With investors still working through the wide-reaching and complex superannuation changes from last year’s Budget, the minimal changes this year provide a welcome relief.
The main change impacting superannuation involves allowing people aged 65 and over to downsize their home and add the proceeds to superannuation, a First Home Super Saver Scheme and the rounding up of minor technical changes already announced.
Super contributions from downsizing the home
From 1 July 2018, individuals aged 65 or older will be able to make non-concessional (after tax) super contributions of up to $300,000, using proceeds from the sale of the family home. This limit will:
- apply on a per person basis
- be in addition to the ordinary non-concessional contribution cap, and
- be available where the home has been owned for at least 10 years.
Unlike other non-concessional contributions, it will not be necessary to meet a work test or have a ‘total super balance’ under $1.6 million. The amount contributed will not be exempt from the assets test used to assess eligibility for the Age Pension.
First Home Super Saver Scheme
First home buyers will be able to save for a deposit by making voluntary concessional and non-concessional super contributions. Contributions will be limited to $15,000 per year (up to a total of $30,000) and will count towards the relevant contribution cap.
Withdrawals can be made from 1 July 2018. Concessional contributions plus assumed earnings withdrawn will be taxed at the person’s marginal tax rate, less a 30% tax offset.

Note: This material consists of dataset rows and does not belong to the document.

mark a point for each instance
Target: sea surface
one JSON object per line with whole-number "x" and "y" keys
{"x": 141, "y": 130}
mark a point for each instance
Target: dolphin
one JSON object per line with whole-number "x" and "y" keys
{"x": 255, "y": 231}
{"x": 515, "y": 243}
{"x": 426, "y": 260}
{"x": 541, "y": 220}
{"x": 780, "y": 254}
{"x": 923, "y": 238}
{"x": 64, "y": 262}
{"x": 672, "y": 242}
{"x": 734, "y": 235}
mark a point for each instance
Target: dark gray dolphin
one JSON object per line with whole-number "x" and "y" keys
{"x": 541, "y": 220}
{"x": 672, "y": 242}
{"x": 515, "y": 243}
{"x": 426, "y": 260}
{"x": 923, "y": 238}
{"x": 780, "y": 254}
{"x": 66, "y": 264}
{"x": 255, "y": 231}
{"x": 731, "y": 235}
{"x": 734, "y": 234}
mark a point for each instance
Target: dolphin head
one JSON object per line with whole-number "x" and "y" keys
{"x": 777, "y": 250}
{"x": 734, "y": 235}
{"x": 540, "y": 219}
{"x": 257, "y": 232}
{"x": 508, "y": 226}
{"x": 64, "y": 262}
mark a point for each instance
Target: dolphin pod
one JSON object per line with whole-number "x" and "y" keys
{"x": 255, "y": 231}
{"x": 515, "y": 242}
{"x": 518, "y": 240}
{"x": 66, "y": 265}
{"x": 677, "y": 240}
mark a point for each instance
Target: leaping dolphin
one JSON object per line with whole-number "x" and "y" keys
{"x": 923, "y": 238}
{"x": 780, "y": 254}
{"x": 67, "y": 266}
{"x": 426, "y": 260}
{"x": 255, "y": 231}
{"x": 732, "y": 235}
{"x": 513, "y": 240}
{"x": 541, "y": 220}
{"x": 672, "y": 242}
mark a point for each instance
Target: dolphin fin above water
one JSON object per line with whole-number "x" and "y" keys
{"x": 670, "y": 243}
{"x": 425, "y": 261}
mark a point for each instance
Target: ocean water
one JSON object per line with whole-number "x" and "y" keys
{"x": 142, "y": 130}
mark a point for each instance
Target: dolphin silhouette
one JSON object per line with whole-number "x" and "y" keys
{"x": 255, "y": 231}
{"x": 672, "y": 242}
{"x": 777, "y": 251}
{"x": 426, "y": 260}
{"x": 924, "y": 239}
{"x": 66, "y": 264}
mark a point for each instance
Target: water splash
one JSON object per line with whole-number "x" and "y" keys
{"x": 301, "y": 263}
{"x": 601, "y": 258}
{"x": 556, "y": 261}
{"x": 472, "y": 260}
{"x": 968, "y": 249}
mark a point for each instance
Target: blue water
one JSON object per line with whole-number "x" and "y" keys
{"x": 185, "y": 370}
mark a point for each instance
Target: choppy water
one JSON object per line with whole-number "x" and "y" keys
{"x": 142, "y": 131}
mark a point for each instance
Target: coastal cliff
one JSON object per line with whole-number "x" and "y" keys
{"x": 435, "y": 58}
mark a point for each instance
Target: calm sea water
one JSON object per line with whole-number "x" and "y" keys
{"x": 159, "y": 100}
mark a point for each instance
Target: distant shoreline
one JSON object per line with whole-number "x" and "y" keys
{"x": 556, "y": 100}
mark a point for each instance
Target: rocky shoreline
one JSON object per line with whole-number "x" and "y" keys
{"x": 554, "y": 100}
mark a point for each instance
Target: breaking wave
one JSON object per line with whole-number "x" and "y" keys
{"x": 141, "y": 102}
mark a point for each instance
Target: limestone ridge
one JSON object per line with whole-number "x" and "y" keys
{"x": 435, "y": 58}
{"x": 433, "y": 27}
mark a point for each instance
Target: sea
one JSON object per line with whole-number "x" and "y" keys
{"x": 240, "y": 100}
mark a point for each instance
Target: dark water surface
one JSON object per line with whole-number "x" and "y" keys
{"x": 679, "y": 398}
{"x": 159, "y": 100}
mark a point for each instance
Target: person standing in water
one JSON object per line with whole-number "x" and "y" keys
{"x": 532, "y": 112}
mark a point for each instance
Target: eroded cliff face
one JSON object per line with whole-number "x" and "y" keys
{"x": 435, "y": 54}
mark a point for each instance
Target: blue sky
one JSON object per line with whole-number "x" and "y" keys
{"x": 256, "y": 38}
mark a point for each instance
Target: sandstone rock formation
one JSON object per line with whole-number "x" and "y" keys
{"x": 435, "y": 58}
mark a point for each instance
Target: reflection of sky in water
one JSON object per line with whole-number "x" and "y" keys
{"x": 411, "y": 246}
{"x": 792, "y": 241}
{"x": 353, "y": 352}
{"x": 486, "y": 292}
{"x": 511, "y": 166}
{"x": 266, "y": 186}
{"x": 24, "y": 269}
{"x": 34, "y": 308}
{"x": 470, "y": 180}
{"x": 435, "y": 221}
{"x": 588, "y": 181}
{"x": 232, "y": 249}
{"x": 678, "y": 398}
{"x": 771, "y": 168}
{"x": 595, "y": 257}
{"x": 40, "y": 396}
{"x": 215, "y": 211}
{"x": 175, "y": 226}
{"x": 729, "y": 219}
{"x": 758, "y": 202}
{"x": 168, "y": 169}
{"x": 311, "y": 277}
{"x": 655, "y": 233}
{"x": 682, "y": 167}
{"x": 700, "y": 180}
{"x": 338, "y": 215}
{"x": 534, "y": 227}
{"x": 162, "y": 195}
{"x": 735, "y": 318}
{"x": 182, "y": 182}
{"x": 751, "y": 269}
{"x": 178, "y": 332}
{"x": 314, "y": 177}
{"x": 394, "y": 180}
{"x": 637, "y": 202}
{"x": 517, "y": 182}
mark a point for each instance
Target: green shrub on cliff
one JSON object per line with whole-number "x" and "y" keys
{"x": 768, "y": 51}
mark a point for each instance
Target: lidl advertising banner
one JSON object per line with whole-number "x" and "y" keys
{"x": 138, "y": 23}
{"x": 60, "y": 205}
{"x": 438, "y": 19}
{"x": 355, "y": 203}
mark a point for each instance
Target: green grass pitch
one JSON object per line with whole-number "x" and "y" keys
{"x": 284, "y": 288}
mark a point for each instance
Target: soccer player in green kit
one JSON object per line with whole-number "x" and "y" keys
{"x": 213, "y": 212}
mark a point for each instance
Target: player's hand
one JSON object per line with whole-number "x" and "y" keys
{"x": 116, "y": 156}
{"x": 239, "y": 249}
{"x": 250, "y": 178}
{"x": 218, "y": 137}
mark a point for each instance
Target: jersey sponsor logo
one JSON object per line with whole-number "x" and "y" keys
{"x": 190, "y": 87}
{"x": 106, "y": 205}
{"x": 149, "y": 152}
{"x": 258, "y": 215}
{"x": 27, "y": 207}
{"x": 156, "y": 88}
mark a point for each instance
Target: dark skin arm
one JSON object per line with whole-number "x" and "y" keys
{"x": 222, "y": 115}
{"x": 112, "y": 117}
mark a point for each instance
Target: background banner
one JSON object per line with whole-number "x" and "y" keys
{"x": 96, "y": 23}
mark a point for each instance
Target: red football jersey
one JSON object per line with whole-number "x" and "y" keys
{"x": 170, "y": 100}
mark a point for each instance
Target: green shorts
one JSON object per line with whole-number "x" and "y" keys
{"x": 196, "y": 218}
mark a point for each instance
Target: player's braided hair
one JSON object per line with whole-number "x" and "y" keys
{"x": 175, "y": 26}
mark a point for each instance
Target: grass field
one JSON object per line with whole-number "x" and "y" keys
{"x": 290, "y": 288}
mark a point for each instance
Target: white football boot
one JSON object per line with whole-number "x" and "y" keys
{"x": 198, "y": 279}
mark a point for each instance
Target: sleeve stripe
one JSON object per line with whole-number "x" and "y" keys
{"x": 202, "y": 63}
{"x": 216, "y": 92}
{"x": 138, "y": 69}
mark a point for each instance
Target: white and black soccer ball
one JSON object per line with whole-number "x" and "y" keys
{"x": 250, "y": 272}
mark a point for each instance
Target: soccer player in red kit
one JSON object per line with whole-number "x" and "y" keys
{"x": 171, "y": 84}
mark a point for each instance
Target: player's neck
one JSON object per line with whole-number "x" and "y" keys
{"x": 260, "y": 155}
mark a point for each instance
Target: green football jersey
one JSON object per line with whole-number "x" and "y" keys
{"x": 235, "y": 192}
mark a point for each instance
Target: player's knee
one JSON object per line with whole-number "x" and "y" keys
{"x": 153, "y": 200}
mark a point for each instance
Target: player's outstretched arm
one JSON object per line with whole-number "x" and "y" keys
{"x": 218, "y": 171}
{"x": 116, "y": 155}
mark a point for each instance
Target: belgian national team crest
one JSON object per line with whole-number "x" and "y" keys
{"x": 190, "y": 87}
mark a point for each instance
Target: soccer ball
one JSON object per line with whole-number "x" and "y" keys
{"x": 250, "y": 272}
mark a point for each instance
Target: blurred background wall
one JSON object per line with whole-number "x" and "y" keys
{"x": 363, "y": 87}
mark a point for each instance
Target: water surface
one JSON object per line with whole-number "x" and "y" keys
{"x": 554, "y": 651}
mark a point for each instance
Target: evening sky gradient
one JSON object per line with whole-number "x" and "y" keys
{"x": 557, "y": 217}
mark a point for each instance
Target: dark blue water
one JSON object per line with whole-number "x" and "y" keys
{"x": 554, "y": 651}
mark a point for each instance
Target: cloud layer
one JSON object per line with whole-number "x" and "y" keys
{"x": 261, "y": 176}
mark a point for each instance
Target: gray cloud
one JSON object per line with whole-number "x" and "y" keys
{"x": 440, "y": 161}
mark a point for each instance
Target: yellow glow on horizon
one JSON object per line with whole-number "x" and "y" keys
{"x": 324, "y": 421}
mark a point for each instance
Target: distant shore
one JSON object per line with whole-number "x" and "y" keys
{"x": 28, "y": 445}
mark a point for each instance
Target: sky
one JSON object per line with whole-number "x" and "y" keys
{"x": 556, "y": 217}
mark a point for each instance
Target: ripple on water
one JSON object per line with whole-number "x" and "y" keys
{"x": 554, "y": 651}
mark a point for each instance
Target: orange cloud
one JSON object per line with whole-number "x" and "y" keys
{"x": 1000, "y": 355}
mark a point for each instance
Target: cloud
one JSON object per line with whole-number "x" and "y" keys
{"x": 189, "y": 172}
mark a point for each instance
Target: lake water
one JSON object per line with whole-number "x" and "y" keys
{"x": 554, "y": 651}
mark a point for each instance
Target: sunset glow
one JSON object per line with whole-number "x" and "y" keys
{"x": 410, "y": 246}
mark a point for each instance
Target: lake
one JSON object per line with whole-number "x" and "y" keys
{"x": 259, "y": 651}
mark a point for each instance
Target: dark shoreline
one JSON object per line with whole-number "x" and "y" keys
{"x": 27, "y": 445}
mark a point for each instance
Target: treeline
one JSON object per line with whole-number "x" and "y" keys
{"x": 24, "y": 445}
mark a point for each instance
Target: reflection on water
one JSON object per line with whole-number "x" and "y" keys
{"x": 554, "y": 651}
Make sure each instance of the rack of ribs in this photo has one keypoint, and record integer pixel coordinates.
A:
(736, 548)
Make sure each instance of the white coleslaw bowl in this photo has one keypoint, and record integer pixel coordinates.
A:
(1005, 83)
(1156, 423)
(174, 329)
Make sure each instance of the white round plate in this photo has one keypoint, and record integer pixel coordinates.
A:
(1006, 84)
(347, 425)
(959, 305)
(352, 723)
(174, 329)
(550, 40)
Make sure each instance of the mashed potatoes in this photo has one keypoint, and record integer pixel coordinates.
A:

Broadly, when new limited recourse borrowing arrangements are established, the loan balance will be included in an individual’s ‘total super balance’. The total super balance is used to determine a person’s ability to:
- make non-concessional contributions
- qualify for a Government co-contribution or a spouse contribution tax offset, and
- make catch-up concessional contributions above the annual caps from 1 July 2018, where certain conditions are met.
Also, repayments made from the SMSFs accumulation balance will count towards the member’s transfer balance cap, if the borrowing supports a pension account. The transfer balance cap limits the total lifetime transfers a person can make to retirement phase pensions.
Pensioner Concession Card
Individuals who lost entitlement to the Pensioner Concession Card as a result of the 1 January 2017 assets test changes will be reissued with the card.
Negative gearing remains; however, some rules have been tightened around what can be claimed, specifically travel expenses and depreciation deductions.
Under new rules coming into effect from 1 July 2017, depreciation deductions for plant and equipment items such as washing machines and ceiling fans will only be allowed if the investor actually bought them.
The “integrity measure”, is intended to address concerns that such items are being claimed as tax write-offs by successive investors in excess of their actual value. The changes will apply to any items purchased after budget night, but existing investments will be grandfathered.
Meanwhile, investors will no longer be able to claim tax deductions for travel expenses “related to inspecting, maintaining or collecting rent for a residential rental property” from 1 July 2017.
- The Government will introduce a major bank levy which will raise $6.2 billion in the next four years.
- The Government will introduce a new single body external dispute resolution scheme for financial services from 1 July 2018.
- The Medicare Levy will be increased from 2% to 2.5% from 1 July 2019.